The recent Commercial Real Estate Investment Sentiment Survey 2020 report revealed that 58% of the respondents are exploring or planning to develop co-living and student accommodations, said Knight Frank in a press release.
As homes in Kuala Lumpur have become more expensive, co-living addresses some of the issues around living in the centre of the city.
It offers an agile lifestyle living with no worry about a mortgage, said Knight Frank Malaysia executive director for capital markets James Buckley.
“Many singles, students or young professional workers find conventional new apartments out of their reach because of high rents, deposits and furnishing costs, and co-living can be a more attractive option,” he said.
However, he added that the rate of co-living occupancy would be impacted due to the Covid-19 pandemic, as social distancing is difficult when individuals are sharing a home with others, especially strangers or transient renters.
Even so, Buckley believed that the drop in occupancy would be short-lived once the Covid-19 crisis subsides, and there will be a growing interest in this sector.
“The requirement for human interaction remains deeply rooted although the new normal beyond the Covid-19 crisis is hard to predict,” said Knight Frank Malaysia executive director of research and consultancy Judy Ong.
Alternative Investment
Co-living/ student accommodation | Co-working | Senior living / retirement home | Serviced suite / hotel suite | Theme park | |
No plan to develop and explore | 42% | 53% | 46% | 44% | 82% |
Exploring | 40% | 35% | 38% | 31% | 11% |
Planning to develop | 18% | 12% | 16% | 25% | 7% |
Source: The Malaysia Commercial Real Estate Investment Sentiment Survey 2020
“With the safety and health of residents being high on the priority list of operators, hygiene of communal spaces is of utmost importance at all times.
“This pandemic may see developers who are exploring or planning to develop co-living accommodation to revisit the functionality of their co-living space in terms of the design and layout, in particular, communal areas and shared facilities,” Ong commented.
Buckley is also of the opinion that co-living does not really compete with conventional hotels. “Guests tend to stay at co-living apartments for a longer period of between three and six months, and the types of services and amenities offered are quite different to what a hotel provides.

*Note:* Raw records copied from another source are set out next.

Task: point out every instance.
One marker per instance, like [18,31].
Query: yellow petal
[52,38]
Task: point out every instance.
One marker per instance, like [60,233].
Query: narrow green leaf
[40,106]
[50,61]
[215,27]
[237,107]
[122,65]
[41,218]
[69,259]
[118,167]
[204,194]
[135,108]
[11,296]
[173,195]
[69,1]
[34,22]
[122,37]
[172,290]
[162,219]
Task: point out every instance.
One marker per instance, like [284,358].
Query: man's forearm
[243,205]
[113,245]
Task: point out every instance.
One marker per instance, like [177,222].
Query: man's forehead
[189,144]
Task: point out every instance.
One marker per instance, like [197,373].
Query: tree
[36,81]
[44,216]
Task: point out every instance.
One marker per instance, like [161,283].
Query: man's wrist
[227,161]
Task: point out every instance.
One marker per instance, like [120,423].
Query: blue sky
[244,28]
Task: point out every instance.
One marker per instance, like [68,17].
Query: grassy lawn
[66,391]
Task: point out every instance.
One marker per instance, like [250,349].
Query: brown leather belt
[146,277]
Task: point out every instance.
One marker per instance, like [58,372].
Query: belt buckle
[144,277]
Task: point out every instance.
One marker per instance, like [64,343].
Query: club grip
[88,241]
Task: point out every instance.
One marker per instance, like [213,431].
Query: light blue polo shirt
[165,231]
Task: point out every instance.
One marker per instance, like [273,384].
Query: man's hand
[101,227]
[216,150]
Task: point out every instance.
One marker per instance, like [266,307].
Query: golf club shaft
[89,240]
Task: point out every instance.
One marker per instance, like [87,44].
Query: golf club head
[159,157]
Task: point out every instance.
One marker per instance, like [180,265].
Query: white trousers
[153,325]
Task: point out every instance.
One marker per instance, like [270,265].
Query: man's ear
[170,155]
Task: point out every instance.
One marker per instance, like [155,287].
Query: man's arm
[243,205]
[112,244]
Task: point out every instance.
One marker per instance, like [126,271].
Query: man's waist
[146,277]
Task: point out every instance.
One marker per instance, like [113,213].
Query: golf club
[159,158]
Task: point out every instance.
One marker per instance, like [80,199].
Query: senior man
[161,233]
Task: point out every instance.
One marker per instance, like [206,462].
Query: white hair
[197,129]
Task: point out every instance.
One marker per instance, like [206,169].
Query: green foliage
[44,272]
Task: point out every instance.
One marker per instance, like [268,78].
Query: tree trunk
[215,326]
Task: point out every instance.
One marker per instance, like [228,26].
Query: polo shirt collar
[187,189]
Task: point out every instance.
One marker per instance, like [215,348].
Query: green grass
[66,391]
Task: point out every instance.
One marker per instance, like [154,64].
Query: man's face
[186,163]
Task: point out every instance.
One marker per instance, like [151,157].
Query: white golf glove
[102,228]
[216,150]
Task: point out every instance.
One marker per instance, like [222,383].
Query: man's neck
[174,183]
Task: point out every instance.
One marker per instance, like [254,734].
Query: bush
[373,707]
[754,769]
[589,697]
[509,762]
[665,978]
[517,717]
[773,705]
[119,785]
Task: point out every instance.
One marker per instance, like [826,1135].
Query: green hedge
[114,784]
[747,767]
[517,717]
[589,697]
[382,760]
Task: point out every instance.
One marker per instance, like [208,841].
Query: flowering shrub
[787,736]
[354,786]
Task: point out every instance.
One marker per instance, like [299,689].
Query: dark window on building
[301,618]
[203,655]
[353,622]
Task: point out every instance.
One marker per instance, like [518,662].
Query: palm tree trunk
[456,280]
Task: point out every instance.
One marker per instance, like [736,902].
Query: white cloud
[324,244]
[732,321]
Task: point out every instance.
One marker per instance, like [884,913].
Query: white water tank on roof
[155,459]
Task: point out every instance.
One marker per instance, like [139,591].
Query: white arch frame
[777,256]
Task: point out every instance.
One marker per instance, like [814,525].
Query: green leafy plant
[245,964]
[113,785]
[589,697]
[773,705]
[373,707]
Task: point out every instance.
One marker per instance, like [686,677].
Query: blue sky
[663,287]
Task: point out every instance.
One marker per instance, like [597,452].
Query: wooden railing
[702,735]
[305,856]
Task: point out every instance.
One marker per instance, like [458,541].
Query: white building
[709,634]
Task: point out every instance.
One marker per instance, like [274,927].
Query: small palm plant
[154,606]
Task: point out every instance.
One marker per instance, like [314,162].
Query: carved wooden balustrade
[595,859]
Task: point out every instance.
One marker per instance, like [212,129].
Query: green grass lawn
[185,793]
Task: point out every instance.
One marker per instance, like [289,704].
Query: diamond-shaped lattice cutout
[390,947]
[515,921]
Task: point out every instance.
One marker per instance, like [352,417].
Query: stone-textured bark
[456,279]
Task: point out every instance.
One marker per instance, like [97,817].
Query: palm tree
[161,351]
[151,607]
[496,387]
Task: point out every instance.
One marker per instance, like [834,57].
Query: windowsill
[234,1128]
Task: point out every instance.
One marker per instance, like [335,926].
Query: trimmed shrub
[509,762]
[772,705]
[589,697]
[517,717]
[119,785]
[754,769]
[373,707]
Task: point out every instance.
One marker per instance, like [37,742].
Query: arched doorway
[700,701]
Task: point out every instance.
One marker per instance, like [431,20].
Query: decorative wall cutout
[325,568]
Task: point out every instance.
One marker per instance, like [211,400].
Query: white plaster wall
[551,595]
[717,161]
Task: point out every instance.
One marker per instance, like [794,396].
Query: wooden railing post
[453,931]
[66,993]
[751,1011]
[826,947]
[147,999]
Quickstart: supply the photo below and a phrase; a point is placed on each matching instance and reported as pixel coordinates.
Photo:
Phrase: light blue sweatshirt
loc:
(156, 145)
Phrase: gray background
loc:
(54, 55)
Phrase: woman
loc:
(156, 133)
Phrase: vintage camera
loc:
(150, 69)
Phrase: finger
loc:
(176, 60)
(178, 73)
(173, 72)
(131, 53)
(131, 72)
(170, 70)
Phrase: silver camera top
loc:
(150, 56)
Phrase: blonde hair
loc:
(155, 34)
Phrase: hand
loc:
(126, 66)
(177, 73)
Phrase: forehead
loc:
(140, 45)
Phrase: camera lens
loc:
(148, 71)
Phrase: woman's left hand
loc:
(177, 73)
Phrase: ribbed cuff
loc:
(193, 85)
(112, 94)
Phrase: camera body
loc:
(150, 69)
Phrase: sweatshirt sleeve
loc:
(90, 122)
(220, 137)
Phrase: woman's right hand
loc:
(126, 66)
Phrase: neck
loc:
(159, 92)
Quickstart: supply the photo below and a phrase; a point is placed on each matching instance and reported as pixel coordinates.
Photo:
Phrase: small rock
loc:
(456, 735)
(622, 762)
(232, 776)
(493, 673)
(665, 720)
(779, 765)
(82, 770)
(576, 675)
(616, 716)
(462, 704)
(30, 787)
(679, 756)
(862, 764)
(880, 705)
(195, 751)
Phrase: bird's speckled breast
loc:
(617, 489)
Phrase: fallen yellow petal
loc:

“In Kuala Lumpur, the typical occupier is single and in their mid-twenties,” he said, adding that co-living is often very popular with single females who want a safe, clean and professionally run living experience.
Buckley further advised that walking distance from work or the proximity of the mass rapid transit (MRT) and light rail transit (LRT) stations are critical to success.
Some developers have converted residential apartment blocks by chopping up apartments to increase the number of units by six times, he said.
Given the oversupply of new office accommodation, some well-located grade B office buildings can also be repositioned into co-living spaces.
The challenge for investors, however, is that co-living is most in-demand in central locations which are typically more expensive. “But we do see some opportunities emerging, particularly in the Kuala Lumpur Old City Centre,” added Buckley.
There are also challenges for co-living operators to provide decent accommodation that comes with a high level of service, albeit at reasonable prices that are affordable to the younger and mobile workforce, who happen to be the primary target.
Moving forward, co-living presents an opportunity for key players to secure a first-mover advantage in this largely untapped market.
However, there is a need for developers and investors to critically evaluate the characteristics of their proposed developments amid prevailing market sentiments before venturing into this niche segment, taking into consideration the development, refurbishment and repurposing costs, where relevant.
Demand for better living conditions with proximity to rail transportation networks coupled with more innovative methods to house an ever-increasing urban population may boost the growth of the co-living sector.